The government has published new regulations that raise the minimum pay for domestic workers, in a move that will hit hard most households in urban centres.
Business Today reports that the regulations set the minimum monthly salaries an employer can pay a domestic worker in every major town, compulsory weekly off days and overtime compensation.
Labour Cabinet Secretary Raychelle Omamo has in a legal notice granted domestic workers in Nairobi a 12% pay increase, effectively pushing their monthly salary to Ksh10,954 from Ksh9,781 last year.
The workers are also allowed a mandatory weekly 48- hour break. Failure to grant the break leaves the employer with the punitive option of paying the househelp at the rate of Ksh527 per day or an additional Ksh4,216 a month.

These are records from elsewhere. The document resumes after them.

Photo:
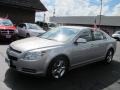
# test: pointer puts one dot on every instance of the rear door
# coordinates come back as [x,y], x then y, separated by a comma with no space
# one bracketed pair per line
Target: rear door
[83,52]
[99,44]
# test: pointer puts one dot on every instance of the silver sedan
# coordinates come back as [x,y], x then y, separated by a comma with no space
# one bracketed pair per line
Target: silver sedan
[60,50]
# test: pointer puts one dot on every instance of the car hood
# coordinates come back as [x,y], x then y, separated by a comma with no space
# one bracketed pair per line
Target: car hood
[33,43]
[8,27]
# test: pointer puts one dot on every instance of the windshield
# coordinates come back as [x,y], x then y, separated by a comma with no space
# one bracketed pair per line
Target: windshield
[60,34]
[6,22]
[34,26]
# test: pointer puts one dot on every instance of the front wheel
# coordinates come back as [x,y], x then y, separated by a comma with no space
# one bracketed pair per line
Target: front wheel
[109,57]
[57,68]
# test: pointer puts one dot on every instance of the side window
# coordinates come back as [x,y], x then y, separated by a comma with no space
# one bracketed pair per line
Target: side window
[86,34]
[98,35]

That, together with the basic salary of Ksh10,954, means domestic workers who do not get two days off a week will earn not less than Ksh15,170 a month – nearly matching the pay of many low-cadre workers in government and the private sector.
These rates also apply to those working in Kisumu and Mombasa while those in other urban centres will be required to get Ksh10,107 monthly. An employer who contravenes the new rules risks serving a jail term of three months or a fine of Ksh50,000 or both.
Regulations setting minimum pay for domestic workers were introduced in 2011 to align the country with the stringent International Labour Organisation (ILO) proposals, aimed at improving the working conditions for those employed in the informal economy.
Most households pay domestic workers between Ksh3 and Ksh5,000. The bulk of the workers are drawn from rural areas and have only basic education or are illiterate. Employers will also be required to make contributions to the statutory pension (NSSF) scheme and medical cover (NHIF) of Ksh200 and ksh400 per month respectively.